(Radni Wicher i Fecko byli gośćmi komentatorskiego cyklu w sądeckim paśmie magazynu „O tym się mówi”. Cała rozmowa w załączonym pliku)
Przy okazji obchodów 25-lecia Fakro, Ryszard Florek, twórca i prezes firmy zapowiedział, że jeśli Nowy Sącz nie stworzy lepszych warunków to spółka poszuka szans rozwoju w innym miejscu.
R. Florek przyznał, że chodzi przede wszystkim o decyzje w sprawie terenów przy planowanej nowej drodze nazywanej ul. Węgierska Bis. Dziś są tam główne tereny rolnicze. Miasto ustalając plan zagospodarowania przestrzennego będzie musiało zdecydować, czy zmienić przeznaczenie na biznesowe czy mieszkaniowe.
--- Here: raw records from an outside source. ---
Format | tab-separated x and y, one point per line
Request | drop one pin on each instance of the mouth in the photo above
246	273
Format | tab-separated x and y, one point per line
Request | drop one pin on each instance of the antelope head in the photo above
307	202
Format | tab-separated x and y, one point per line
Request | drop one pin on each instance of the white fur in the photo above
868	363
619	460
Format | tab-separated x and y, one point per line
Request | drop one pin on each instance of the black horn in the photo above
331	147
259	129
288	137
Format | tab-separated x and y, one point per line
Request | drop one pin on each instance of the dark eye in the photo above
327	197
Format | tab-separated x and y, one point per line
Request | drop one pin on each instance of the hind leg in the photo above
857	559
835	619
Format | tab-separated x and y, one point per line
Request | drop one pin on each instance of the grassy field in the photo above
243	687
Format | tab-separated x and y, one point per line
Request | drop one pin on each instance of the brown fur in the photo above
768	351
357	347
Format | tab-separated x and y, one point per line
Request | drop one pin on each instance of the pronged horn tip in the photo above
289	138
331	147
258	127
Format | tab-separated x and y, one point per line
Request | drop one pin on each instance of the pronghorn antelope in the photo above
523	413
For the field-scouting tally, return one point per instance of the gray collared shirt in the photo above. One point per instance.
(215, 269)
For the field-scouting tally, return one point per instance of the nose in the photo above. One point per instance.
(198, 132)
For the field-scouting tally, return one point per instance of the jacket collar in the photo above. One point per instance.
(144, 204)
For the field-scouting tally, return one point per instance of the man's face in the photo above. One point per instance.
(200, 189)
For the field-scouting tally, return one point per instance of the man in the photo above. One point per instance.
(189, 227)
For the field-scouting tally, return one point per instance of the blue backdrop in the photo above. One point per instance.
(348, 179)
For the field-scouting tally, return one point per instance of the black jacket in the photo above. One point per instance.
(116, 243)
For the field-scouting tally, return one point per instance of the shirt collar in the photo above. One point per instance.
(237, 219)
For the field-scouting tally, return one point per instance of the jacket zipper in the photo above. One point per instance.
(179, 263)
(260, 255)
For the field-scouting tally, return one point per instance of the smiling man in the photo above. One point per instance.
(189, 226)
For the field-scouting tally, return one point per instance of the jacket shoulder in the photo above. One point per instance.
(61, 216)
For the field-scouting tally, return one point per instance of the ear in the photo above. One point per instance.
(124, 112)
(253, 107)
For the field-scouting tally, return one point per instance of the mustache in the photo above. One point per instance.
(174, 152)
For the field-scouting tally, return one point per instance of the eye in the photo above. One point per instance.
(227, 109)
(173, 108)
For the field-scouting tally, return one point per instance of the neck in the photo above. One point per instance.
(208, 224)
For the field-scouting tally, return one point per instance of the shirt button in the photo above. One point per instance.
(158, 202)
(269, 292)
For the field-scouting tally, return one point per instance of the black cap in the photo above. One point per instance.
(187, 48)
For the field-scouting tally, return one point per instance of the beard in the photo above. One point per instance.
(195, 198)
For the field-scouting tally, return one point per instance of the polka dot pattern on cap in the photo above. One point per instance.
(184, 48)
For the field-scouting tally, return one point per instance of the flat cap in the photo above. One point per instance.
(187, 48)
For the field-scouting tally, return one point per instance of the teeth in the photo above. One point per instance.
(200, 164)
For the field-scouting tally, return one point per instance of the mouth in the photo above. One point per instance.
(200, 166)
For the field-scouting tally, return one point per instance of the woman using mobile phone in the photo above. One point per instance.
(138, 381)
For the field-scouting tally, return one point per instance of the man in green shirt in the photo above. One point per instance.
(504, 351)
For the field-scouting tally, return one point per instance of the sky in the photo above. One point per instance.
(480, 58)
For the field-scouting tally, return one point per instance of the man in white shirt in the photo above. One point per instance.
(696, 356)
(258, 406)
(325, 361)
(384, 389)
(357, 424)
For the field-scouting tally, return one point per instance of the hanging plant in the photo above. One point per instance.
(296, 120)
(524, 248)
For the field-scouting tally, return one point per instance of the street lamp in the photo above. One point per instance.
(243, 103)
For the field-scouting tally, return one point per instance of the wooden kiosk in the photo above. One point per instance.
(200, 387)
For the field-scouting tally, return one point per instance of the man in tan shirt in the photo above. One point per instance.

Radni G. Fecko i P. Wicher opowiadają się jednoznacznie za tworzeniem warunków do rozwoju gospodarczego.
- Nie tylko Fakro ale wiele firm czeka na te tereny, wielu sądeczan, którzy chcieliby tam zainwestować - mówi P. Wicher. - Każde miejsce pracy jest dla nas priorytetem. Rozwój miasta, w tym nowoczesnych technologii to jest clou tego tematu a więc oczywiście jestem za.
Grzegorz Fecko jest zdania, że tworzenie warunków dla biznesu to zadanie dla wszystkich sądeckich gmin. Sam nie ma nić przeciwko by Fakro rozwijało się poza granicami Nowego Sącza ale w jego bliskim otoczeniu.
- Jeśli by się nie udało w Sączu to przyznam, że się wcale nie obrażę jeśli prezes Florek zainwestuje w Chełmcu – mówi G. Fecko. - Oby to była Sądecczyzna. Obietnica takiej skali zatrudnienia i podwyżek pokazuje, że podobnie jak w Krakowie, Warszawie czy Katowicach teraz też w Nowym Sączu powoli przechodzimy na czas nie pracodawcy tylko pracownika. Czyli dzięki temu pracownicy będą coraz więcej zarabiać i będą się rozwijać usługi, i to jest duża szansa.
Prezes R. Florek przy okazji 25-lecia Fakro ogłosił założenia strategii rozwoju firmy. W ciągu najbliższych dziesięciu lat Fakro ma podwoić swój udział w rynku, zwiększyć zatrudnienie o tysiąc osób a pensje pracowników mają wzrosnąć o 50 procent.